Ultimately, this second-cycle evaluation marks a significant milestone as the first patient-centered and outcome-focused assessment of lung cancer care in South Korea. The results provide valuable insights into current treatment practices and areas for improvement. The revised assessment program emphasized patient-centered care, multidisciplinary approaches, and dignity in end-of-life care. These changes likely raised awareness among clinicians, potentially influencing practice patterns to align more closely with quality-of-life considerations. Compared to the evaluation indicators in the United States and the United Kingdom, which emphasize surgical or chemotherapeutic treatment [
18,
19], Korea's recent lung cancer adequacy assessment appears to take a more patient-centered approach. It places greater emphasis on hospice care, quality of life, and dignified death, rather than solely focusing on the disease itself. Based on these findings, quality improvement initiatives should be continuously implemented. In addition, by actively incorporating feedback from medical professionals and field experts, the assessment criteria can be further refined to reflect evolving clinical practices and patient needs.

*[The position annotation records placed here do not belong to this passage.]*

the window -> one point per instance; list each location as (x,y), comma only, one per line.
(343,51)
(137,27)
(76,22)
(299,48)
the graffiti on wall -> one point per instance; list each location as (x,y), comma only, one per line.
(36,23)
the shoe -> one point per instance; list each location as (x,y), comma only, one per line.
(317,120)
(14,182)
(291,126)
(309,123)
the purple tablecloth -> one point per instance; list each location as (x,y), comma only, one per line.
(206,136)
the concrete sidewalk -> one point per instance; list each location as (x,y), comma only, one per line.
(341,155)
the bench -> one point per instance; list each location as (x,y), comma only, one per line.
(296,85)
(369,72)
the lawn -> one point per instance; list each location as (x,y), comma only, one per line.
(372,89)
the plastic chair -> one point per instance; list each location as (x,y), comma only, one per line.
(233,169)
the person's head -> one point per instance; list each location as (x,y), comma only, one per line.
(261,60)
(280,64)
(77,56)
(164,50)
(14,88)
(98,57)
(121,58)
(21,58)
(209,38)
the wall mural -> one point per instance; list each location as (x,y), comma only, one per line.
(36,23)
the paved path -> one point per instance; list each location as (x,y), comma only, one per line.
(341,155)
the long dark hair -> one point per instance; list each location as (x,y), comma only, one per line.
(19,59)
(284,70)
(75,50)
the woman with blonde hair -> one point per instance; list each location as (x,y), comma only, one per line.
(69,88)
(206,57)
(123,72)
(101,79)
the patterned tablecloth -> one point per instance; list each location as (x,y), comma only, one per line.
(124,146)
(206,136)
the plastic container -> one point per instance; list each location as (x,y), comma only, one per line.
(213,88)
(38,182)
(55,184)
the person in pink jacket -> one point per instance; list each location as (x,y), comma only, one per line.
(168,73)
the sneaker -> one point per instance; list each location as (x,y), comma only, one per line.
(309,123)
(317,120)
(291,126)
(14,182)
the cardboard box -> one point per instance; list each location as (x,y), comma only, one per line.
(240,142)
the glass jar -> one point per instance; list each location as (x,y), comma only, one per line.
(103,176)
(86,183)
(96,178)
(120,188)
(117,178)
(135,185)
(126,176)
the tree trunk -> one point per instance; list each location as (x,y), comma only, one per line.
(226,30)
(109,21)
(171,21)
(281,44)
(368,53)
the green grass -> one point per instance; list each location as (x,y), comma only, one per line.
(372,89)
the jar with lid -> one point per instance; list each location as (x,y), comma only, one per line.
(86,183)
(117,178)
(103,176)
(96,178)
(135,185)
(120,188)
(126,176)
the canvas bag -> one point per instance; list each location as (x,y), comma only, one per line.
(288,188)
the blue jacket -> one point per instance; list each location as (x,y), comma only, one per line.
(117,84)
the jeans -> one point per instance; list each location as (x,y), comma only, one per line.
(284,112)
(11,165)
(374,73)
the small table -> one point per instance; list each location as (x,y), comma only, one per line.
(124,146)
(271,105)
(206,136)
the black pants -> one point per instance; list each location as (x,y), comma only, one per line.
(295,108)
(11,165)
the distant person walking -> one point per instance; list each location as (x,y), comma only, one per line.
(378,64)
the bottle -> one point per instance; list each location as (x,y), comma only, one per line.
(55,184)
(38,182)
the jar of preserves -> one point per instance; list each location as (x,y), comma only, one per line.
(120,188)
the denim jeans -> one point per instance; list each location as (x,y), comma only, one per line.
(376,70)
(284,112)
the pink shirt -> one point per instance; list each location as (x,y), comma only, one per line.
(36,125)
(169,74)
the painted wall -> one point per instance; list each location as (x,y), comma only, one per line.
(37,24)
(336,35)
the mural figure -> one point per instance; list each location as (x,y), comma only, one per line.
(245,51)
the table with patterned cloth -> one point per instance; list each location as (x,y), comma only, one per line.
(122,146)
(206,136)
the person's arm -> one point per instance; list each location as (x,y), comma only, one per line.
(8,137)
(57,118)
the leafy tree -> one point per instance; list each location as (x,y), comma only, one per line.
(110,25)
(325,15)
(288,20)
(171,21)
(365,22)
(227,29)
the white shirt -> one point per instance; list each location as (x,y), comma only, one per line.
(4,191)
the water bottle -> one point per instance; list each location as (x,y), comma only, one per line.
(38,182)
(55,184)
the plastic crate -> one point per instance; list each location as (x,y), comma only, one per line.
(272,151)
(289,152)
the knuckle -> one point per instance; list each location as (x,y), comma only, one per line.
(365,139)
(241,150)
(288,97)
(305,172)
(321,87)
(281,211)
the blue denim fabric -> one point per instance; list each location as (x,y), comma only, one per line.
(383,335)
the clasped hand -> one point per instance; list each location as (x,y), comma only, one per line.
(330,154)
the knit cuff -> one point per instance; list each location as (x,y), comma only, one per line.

Through these ongoing improvements, the overall quality of lung cancer treatment in South Korea is expected to advance further, ensuring that patients receive the highest standard of care across all stages of the disease.
In conclusion, the first phase of the second-cycle adequacy assessment for lung cancer aimed to comprehensively evaluate treatment across all stages of the disease by integrating patient-centered and outcome-based indicators. The inclusion of multidisciplinary consultation for lung cancer reflects the growing importance of collaborative treatment planning, particularly with the introduction in recent years of immune checkpoint inhibitors. As well, the addition of hospice care indicators that focus on alleviating the physical, psychosocial, and spiritual distress of terminal cancer patients underscores the commitment to providing both optimal treatment, and appropriate end-of-life care. These advances in the evaluation framework are anticipated to play a pivotal role in enhancing the adequacy of lung cancer management. Looking ahead, ongoing refinement of assessment criteria will be crucial to keeping pace with rapid medical innovations and evolving clinical paradigms, thereby ensuring that lung cancer care remains both evidence-based, and patient-centered.